外面的事情を淡々と話すマックス・ウェーバーを読んでいると、いまでも、職業としての大学教員の置かれた立場はそう変わらないのではないかと思う。

また、学問を職業とする者の心構えとして、専門分野である仕事(ザツヘ)への献身が説かれることも、学際分野の扱いを別にして意義はない。

本書は、1980年に改訳されたものだから、もとより昔読んだ文書ではない。付箋を貼ったところをメモして、付箋を剥がそうと思う。尾高邦雄が「あとがき」に書いたことに私は付箋付けていた。

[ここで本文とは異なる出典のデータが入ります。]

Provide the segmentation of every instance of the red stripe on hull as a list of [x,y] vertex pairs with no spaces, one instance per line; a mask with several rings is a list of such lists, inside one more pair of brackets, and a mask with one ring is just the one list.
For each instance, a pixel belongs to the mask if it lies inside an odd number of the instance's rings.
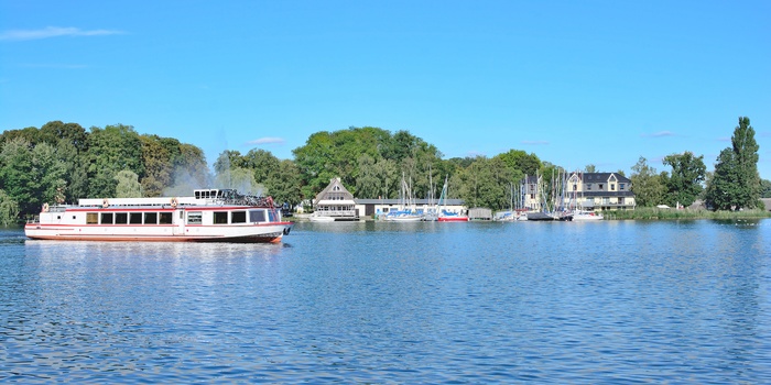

「ウェーバーの表現様式はけっして明快でも率直でもない。むしろ不必要なほど入りくんでおり、強調が多く、比喩が多く、くり返しが多い。これは話し手が非常に感情の強い人であることを物語るものであろう。あるいは、この講演のおこなわれた当時の異常事態のもとで感情的になっている青年たちに聴かせるためには、こうした話し方が必要であったのかもしれない」(P83)。

『職業としての学問』ではなく、表現方法の異様さを感じたのだった。

本書は教師は指導者たるべきではないという主張が延々と続くのである。学問と政策の区別が強調されたが、今日においても教室において当派性や政策問題を扱うことの危険性が問われる時、ウェーバーのこの講演が思い出されるのである。